If you study your industry trends, and feel that you're far away from where they are today, that is a problem—the first sign you are becoming furniture. The world is changing rapidly; so are many industries and companies. These changes create a chain reaction to work cultures, positions, and the way we work. Our job description evolves each day because the world is demanding something new and innovative. If you do not stay up-to-date with the current market trends and understand what you are worth in the market, you will be left behind.


2. What is your worth?


Since you are happy with your current job, you believe there is no need for you to seek other opportunities. You never consider taking the next step to advance your career. You postpone seeking anybody's advice to see what other options are available in the market. You haven’t spoken to a recruiter in many months, perhaps years. You feel that although it is not perfect, your current workplace is satisfactory. So, what is the need to question your current situation? The problem is, you need to understand whether or not you are receiving fair compensation for your role. Without knowing your worth, you could be undervalued and receiving low compensation for your efforts. Here are some questions to think about:

  1. What do other companies and similar positions provide in comparison?

  2. Is there any other job out there that can improve your skills?

  3. Is there anything you can do to fast-track your career?

  4. Is it worth speaking to a recruiter to see anything interesting in the market for you?

3. How long have I been in the same position?

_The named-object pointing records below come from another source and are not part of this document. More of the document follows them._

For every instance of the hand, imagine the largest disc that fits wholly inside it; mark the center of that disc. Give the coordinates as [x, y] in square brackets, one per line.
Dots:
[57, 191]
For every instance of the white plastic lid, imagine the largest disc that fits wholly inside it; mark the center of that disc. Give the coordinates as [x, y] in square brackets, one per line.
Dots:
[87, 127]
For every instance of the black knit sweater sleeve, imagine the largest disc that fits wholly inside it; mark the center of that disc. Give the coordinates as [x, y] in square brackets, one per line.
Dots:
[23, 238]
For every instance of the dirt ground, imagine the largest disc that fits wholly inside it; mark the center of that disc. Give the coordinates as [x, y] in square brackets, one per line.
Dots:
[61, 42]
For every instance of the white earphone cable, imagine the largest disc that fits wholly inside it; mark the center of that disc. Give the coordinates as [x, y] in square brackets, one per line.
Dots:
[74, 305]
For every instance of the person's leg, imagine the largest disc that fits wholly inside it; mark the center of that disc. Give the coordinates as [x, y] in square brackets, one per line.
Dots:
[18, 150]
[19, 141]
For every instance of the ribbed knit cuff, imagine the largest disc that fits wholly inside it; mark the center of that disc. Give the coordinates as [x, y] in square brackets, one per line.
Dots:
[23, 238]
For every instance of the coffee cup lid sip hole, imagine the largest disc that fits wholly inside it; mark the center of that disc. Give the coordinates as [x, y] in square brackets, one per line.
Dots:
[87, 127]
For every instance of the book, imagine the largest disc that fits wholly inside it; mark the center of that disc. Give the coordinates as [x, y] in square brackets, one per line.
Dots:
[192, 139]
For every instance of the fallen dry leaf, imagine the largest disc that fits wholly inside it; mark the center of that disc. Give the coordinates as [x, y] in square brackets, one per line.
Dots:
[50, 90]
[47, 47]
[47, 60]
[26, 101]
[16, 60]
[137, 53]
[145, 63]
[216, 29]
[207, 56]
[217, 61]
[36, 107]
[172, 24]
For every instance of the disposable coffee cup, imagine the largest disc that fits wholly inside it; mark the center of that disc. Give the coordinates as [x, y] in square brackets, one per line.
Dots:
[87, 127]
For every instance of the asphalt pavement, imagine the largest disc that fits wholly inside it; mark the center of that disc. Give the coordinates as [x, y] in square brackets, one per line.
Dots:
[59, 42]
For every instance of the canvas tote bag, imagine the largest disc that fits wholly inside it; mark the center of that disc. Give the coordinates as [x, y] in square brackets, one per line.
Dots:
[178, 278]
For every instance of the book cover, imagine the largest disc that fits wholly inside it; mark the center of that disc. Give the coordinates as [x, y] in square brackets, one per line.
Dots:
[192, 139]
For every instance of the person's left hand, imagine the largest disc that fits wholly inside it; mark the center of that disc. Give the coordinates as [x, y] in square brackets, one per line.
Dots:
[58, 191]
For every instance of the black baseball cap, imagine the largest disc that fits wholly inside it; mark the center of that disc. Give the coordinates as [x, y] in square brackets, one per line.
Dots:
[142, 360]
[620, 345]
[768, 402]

Consider your current position, and the people around you. Notice how long you have been in the same spot without any movement. Ask yourself, when did you last get a pay raise, bonus, or promotion? The answer gives you an indication of how much the company appreciates you. Ask your manager why you have not progressed in your career as you would have expected. Another sign that you have been in the same position for too long is when you say, "been there done that." If you continue to make such a statement, that means you do not necessarily appreciate and enjoy the work you do. You are there to fill the timesheet and get a paycheck. Ultimately you will stay the same for so long until you become frustrated.


4. Do you believe learning is not essential?

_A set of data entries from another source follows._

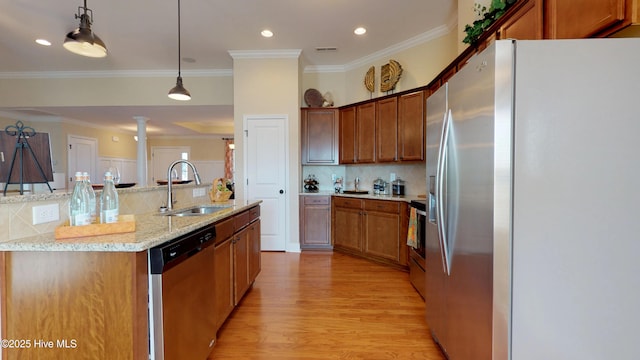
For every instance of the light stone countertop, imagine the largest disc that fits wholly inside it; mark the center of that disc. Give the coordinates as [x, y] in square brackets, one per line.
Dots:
[151, 229]
[370, 196]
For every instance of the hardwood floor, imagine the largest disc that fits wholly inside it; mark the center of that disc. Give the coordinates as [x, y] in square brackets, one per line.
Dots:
[324, 305]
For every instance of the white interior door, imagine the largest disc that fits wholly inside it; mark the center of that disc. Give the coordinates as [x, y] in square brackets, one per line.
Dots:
[266, 163]
[82, 156]
[163, 156]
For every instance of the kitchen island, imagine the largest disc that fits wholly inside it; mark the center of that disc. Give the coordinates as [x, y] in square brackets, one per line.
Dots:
[86, 298]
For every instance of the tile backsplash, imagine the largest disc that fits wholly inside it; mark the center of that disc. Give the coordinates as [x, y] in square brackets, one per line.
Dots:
[414, 176]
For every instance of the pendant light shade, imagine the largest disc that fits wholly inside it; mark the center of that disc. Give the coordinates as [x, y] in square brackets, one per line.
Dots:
[179, 92]
[83, 41]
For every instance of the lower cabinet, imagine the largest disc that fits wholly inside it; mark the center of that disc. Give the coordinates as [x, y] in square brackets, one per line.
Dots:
[223, 264]
[375, 229]
[237, 260]
[315, 222]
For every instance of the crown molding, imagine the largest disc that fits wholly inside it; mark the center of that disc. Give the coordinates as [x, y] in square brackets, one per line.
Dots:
[385, 53]
[112, 74]
[265, 54]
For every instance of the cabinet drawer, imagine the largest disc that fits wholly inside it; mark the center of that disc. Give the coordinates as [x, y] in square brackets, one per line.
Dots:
[316, 200]
[382, 206]
[241, 220]
[254, 213]
[347, 202]
[224, 230]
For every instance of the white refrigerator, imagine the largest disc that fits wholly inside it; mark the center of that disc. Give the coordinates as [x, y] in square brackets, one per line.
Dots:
[533, 176]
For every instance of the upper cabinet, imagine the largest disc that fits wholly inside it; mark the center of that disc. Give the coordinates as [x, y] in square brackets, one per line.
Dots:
[319, 136]
[582, 18]
[411, 129]
[347, 135]
[526, 23]
[357, 134]
[366, 133]
[387, 130]
[390, 129]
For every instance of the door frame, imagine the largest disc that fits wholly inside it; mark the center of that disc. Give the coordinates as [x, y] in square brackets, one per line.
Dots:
[287, 196]
[93, 173]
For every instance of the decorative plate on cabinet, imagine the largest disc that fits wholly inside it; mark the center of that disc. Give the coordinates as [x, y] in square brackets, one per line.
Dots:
[313, 98]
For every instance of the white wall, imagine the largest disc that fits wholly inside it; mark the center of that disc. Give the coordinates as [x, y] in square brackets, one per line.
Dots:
[268, 86]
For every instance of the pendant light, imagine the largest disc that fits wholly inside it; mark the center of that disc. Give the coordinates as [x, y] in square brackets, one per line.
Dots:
[179, 92]
[83, 41]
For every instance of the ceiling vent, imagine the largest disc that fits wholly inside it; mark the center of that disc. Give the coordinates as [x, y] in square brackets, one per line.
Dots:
[326, 49]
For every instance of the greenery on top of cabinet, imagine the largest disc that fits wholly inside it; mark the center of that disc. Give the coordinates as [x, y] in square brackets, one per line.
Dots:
[486, 18]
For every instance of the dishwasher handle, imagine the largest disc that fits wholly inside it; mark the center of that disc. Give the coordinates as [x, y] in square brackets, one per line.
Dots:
[173, 252]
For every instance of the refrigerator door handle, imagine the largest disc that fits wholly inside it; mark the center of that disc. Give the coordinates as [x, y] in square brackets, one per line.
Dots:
[440, 170]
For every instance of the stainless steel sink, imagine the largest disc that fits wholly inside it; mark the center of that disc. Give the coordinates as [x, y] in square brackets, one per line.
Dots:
[197, 210]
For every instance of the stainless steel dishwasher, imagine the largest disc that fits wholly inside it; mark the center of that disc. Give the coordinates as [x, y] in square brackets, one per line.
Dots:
[182, 298]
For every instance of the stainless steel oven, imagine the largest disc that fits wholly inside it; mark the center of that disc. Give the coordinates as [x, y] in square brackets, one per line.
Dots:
[416, 255]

When you start a new job, you are excited and want to know everything that will make you successful as soon as possible. You would go out of your way to get the necessary information. You seek others' help to make things efficient, and you are there to make a difference. And then, all of a sudden, you stop, because you have decided to stop learning. After a while, you start to believe you know everything. You stop worrying about how you can get to the next level, and what skills you need to develop to get you there.

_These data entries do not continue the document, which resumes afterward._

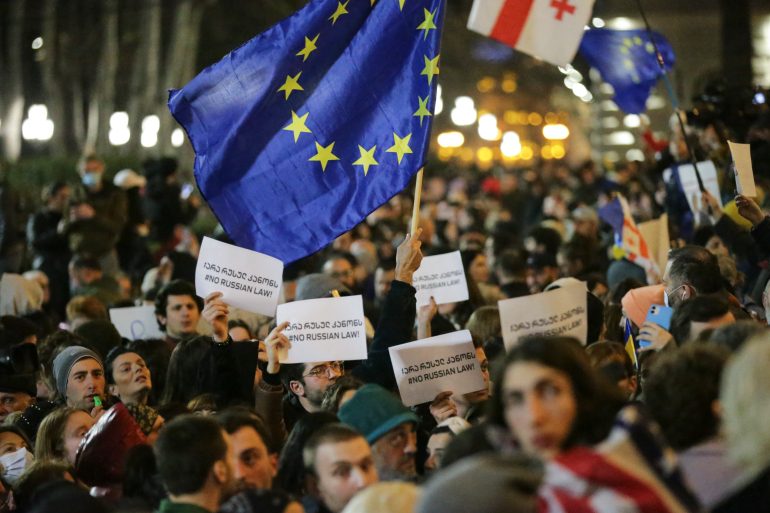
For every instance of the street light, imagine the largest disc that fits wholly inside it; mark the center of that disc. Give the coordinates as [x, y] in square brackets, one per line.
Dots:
[451, 139]
[119, 132]
[464, 113]
[177, 137]
[37, 126]
[150, 127]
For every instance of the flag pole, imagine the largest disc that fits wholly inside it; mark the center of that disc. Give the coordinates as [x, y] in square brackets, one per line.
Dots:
[672, 95]
[416, 206]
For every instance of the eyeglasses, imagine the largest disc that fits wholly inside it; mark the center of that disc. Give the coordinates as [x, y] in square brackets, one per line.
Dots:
[326, 369]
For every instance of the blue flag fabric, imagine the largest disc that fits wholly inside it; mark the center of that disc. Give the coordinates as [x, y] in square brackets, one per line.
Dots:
[626, 59]
[307, 128]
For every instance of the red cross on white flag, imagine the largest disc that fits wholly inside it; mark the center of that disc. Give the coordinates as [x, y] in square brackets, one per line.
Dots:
[550, 30]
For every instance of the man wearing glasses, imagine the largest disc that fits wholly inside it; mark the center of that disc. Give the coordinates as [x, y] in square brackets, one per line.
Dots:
[306, 384]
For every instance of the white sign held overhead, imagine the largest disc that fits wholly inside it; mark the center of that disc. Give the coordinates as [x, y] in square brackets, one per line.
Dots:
[443, 277]
[655, 234]
[425, 368]
[247, 279]
[326, 329]
[560, 312]
[136, 322]
[744, 172]
[690, 187]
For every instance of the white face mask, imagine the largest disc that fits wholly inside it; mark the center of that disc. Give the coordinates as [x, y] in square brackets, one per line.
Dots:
[14, 463]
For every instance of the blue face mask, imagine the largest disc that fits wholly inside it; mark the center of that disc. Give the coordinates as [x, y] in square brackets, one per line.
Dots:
[14, 463]
[91, 179]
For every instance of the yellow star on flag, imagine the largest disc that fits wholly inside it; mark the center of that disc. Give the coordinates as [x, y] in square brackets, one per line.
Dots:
[431, 68]
[323, 155]
[423, 111]
[310, 47]
[297, 125]
[428, 24]
[291, 85]
[341, 9]
[367, 158]
[401, 146]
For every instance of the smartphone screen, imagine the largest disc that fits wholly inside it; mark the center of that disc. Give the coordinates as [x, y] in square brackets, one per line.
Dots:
[660, 315]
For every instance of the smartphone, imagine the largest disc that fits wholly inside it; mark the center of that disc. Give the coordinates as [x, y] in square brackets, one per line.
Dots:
[187, 190]
[660, 315]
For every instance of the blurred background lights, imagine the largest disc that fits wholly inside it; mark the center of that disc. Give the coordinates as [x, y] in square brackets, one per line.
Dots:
[37, 126]
[119, 134]
[464, 112]
[451, 139]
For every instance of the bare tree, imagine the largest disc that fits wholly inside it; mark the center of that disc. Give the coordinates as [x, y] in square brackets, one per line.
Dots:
[12, 77]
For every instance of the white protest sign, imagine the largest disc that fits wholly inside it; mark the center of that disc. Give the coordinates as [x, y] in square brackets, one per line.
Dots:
[655, 234]
[425, 368]
[690, 187]
[744, 173]
[136, 322]
[443, 277]
[326, 329]
[247, 279]
[559, 312]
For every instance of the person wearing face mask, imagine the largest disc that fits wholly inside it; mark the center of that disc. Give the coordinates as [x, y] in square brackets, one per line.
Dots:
[95, 221]
[15, 453]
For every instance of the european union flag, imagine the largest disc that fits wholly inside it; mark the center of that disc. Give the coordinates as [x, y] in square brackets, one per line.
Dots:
[626, 60]
[303, 131]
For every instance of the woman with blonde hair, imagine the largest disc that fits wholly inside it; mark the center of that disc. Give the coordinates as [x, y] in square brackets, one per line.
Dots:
[60, 434]
[745, 418]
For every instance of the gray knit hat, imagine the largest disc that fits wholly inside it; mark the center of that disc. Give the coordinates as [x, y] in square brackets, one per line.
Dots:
[490, 482]
[64, 362]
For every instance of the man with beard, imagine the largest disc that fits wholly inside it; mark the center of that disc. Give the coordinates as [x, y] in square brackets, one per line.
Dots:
[388, 426]
[193, 455]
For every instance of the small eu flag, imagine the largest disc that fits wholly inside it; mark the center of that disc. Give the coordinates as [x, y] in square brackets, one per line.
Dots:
[626, 60]
[307, 128]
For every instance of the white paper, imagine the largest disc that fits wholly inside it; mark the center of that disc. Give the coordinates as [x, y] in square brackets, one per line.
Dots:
[443, 277]
[690, 187]
[655, 234]
[744, 172]
[247, 279]
[322, 330]
[425, 368]
[136, 322]
[560, 312]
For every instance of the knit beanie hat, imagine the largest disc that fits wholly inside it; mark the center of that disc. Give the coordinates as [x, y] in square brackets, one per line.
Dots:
[257, 501]
[490, 482]
[64, 362]
[373, 411]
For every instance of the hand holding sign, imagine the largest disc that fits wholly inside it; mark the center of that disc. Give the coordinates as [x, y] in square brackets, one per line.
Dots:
[443, 407]
[559, 312]
[215, 311]
[247, 279]
[277, 346]
[744, 173]
[408, 257]
[427, 368]
[322, 330]
[441, 277]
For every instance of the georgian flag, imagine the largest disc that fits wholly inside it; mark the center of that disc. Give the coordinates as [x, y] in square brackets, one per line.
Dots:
[550, 30]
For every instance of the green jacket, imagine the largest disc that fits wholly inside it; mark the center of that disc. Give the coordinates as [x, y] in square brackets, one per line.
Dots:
[166, 506]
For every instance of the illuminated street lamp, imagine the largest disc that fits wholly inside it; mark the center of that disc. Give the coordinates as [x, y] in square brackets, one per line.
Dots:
[37, 126]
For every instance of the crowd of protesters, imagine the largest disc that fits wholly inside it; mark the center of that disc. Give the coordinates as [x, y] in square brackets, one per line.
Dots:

Nowadays it is about surviving the current job. Meaning, there is a new version of your job being established each day. So, you have to keep up with the market and further develop your skills even to stay in the position you have, let alone get a promotion. If you do not learn, you will not progress. Unfortunately, like buying a smartphone, the day you come to the job, you are outdated. You must continually acquire new skills and improve your knowledge to be successful in your job. Ask yourself, “Have you learned anything new in the past month that improved your work?” If your answer is “no”, then it is time to get busy.


5. Are you always complaining?


You are in a safe work environment, or at least you feel this is so. Do you feel safe to gossip about co-workers at work? Do you complain about work to your friends and family? Rest assured, these are signs that you have downgraded yourself from a footrest to a doormat. If you are complaining and gossiping about your job or the people you work with, it's time to change.